Saturday, February 2, 2013

DEC 25


Simplify in life is easy said then done, however achieving it helps you to be free unevenly turbulent daily events. And accepting your limitation in wanting in any form like wanting to have more wealth, friends and social statues provides you with a more peaceful and meaningful life. Your mind will has less distracted or distorted thinking. You will gear more toward a spiritual life and it is much easier to realize who you are.






The Buddha had always taught that everything has 
Buddha-nature, which means that everything has the capacity to get enlightenment. This was a very important teaching. Then one day, a monk asked Zen Master Joju, " Does a dog have Buddha-nature?" Joju said," Mu!" This means " No." That is a very big mistake! But Joju was deliberately making this mistake to cure the monk's attachment to ideas and conceptual thinking. Like most everyone at that time, this monk was too attached to the Buddha's speech, too attached to the Buddha's verbal teachings, to the words recorded in books. He hadn't yet attain the Buddha's mind. This monk was stuck in dualistic thinking. Zen Master perceived that, and said " No!" This " No" hit that monk's mind.
( I used to correct my students not attach to statues or temples. The true realisation comes from within.)








The Mahaparinirvana-sutra says," All formations are impermanent; this is the law of appearing and disappearing. When appearing and disappearing disappear, then this stillness is bliss." This means that when there is no appearance or disappearance in your mind, that mind is complete stillness and bliss. It is a mind utterly devoid of thinking. This your mind before thinking arises.
Empty mind is the mind that does not appear or disappear. Keeping this mind at all times is Tathagata Zen.
( This a very difficult stage or state to achieve. Only a very few people can reach such a level. No harm trying to reach this level.)

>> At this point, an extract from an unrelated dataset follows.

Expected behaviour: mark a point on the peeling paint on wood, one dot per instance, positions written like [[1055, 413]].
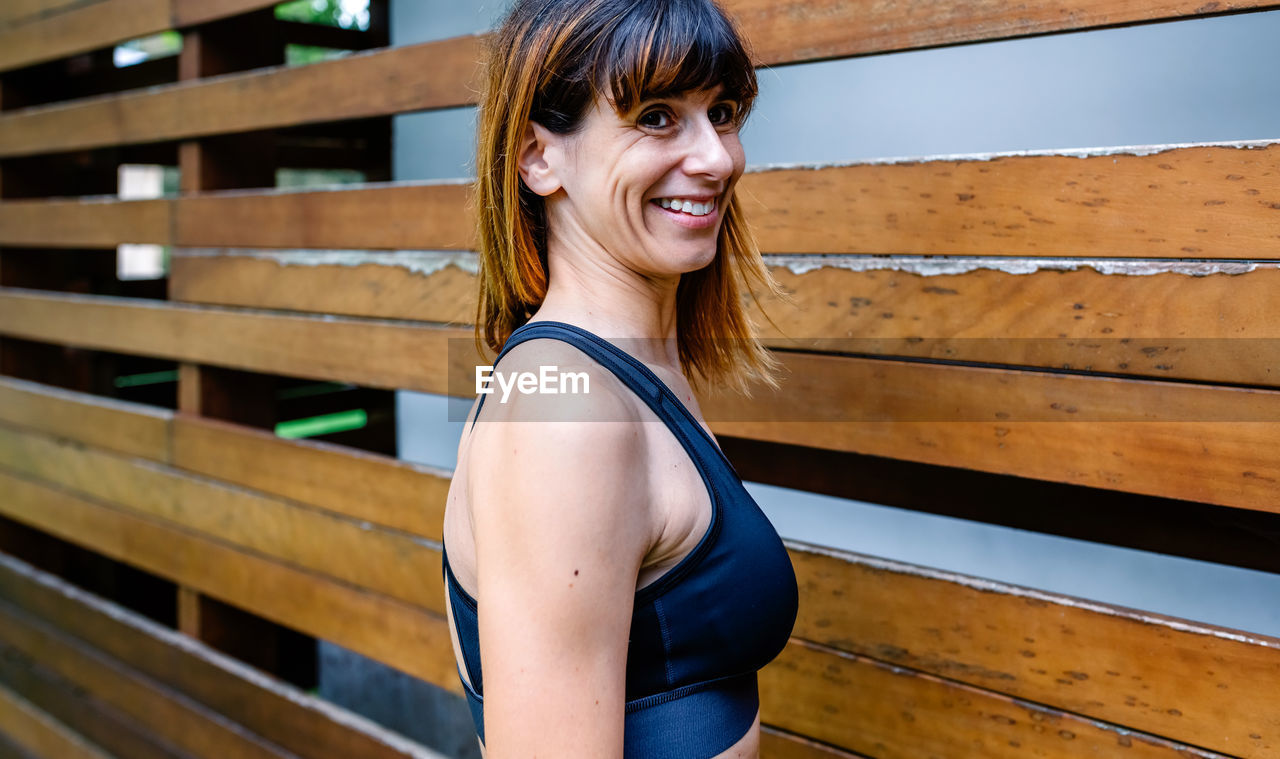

Buddhism teaches that our consciousness is actually made up of nine separate consciousnesses. When we are born we have the six consciousnesses: seeing, hearing, smelling, tasting, and thinking. After some time, when a baby is about two years old, a very simple kind of discrimination appears. This is the appearance of the seven consciousness, which is like-and -dislike mind. We often call it the discriminating consciousness, because it is the mind which separate this from that, good from bad, up and down.
The mind that remembers all our actions and experiences is the eighth consciousness. It is also called the storehouse consciousness because this consciousness stores everything we have done, thought or experienced. It is known as memory: not only actions from this life, but all our actions committed since beginningless time are kept in this consciousness. This consciousness is like a very meticulous computer, because it records everything we have ever done and seen and heard and smelled and tasted and touched and thought, both in this life and in all our previous lives. At night, when we have dreams, that is the working of the eighth consciousness.
The last consciousness that Buddhism teaches is our ninth consciousness, or our Dharma-consciousness, another name known as dharmakaya. It is also known as true self, or original nature, or true nature or Buddha-nature. Originally it has no name and no form.